CTS: Computer Related Repetitive Strain Injuries

Are Computers Responsible for CTS?

Computers have long got the rap as one of the leading causes of Carpal Tunnel Syndrome. There are always studies that both support and negate this statement, but it has become one of the leading reasons for missing work.

Carpal Tunnel Syndrome is caused by the compression of the median nerve in the carpal tunnel, which is in your wrist, due to various reasons.

Common sense tells you that people who use their wrists and hands the most are at more risk for CTS and other Repetitive Strain Injuries. While the first thing that pops into your mind might be people who sit at a computer all day or use a typewriter, people who are more at risk are ones who do heavy lifting and other such heavy labour.

Musicians are others who are at risk – playing percussion instruments, string instruments or the piano puts a lot of strain on the wrist.

Statistics among Computer Users

Those who work on computers come next. Among this group, people who type over sixty words per minute and exert more pressure while typing are at more risk than others. Projections show that among people who work on computers, the percentage of people who suffer symptoms of CTS could go up from 10% before the turn of the century to 50% by 2010. Even now, in studies, an average of 30% of people complained of suffering from symptoms that indicate Carpal Tunnel Syndrome and other related Repetitive Strain Injuries, or RTIs.

Avoiding RTI While Working on Computers

There are ways to avoid such Repetitive Strain Injuries while working at the computer, though. Proper posture is the first step. When you sit in front of the computer, pay attention to how you sit and see if there are things you must change. First of all, when you type for prolonged periods of time, you have to see if your wrist is bent most of the time. If it is, you are putting yourself more at risk for Carpal Tunnel Syndrome. Making sure that the keyboard is at the same level as your elbow makes a lot of distance. This way, your forearm will be parallel to the floor, and your wrist will not be bent.

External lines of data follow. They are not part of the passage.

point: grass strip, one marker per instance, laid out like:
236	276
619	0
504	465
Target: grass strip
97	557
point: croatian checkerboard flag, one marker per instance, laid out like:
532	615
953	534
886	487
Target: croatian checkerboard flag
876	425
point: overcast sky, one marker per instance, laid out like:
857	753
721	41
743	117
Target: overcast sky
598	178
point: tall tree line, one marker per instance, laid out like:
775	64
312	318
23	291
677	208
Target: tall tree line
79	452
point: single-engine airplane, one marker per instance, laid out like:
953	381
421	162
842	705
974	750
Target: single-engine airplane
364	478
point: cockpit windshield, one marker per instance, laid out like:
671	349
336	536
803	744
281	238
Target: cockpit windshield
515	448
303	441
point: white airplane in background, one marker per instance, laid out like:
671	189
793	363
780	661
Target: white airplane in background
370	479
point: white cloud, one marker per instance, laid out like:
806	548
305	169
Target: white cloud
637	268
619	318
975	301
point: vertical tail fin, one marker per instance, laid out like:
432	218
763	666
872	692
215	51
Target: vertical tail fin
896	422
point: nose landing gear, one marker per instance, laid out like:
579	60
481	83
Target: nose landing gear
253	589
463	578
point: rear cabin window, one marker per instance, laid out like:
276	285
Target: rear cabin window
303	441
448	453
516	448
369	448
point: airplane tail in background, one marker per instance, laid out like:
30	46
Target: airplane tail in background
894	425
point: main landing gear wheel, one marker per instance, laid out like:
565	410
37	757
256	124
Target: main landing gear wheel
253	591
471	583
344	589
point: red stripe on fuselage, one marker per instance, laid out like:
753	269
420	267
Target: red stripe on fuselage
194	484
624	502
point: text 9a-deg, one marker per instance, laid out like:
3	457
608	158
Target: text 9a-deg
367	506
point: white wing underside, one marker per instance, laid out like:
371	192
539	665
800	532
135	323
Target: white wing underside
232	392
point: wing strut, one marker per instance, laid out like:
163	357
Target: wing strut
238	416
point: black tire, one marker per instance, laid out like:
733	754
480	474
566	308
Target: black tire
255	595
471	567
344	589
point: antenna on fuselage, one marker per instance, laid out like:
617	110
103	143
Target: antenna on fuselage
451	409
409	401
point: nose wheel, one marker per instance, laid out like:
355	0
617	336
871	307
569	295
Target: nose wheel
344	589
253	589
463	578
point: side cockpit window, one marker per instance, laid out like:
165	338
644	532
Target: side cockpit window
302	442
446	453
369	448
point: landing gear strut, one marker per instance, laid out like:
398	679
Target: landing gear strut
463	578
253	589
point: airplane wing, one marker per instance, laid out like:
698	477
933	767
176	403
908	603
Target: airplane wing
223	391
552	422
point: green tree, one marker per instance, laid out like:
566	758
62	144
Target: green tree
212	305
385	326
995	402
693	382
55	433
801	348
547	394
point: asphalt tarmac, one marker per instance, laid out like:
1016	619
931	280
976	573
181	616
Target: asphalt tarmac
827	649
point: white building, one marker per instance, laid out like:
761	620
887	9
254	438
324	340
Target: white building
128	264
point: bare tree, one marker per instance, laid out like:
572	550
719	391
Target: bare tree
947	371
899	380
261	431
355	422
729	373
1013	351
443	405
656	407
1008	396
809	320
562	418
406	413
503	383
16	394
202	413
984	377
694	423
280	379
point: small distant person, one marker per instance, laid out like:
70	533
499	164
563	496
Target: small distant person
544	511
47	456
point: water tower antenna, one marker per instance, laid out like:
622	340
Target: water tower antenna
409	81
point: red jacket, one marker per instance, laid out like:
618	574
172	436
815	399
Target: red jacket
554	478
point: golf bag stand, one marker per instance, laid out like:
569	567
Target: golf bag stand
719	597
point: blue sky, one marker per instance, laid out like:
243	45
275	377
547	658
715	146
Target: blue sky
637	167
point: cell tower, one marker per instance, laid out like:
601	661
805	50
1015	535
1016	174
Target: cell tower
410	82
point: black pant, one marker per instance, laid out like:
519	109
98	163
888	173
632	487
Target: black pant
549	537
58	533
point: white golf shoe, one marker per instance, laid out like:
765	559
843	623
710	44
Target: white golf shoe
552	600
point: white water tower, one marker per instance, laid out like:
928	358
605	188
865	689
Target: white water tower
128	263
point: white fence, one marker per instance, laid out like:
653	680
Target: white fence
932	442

Ensure that you are sitting straight. This might sound a bit like a Finishing School for Young Ladies, but especially when you are sitting in front of a computer, making sure that your hip is bent at 90 degrees – that is, making sure that your back is straight – and keeping your feet flat on the ground is very important. This means that your chair should be at the right height and the computer’s keyboard and monitor should also be at the right height for you.

Even if you have no tingling, numbness or pain, the best way to prevent CTS is to take short breaks, at least once every twenty minutes. Do gentle wrist exercises at this time. CTS is easiest to cure, with less chance of recurrence, in its early stages. If you begin to exhibit the symptoms, wear either a splint or a fingerless glove, if you cannot type with a splint. Take frequent breaks, correct your posture and use an ice pack and anti-inflammatory medicine if it hurts, but see your doctor as soon as you can.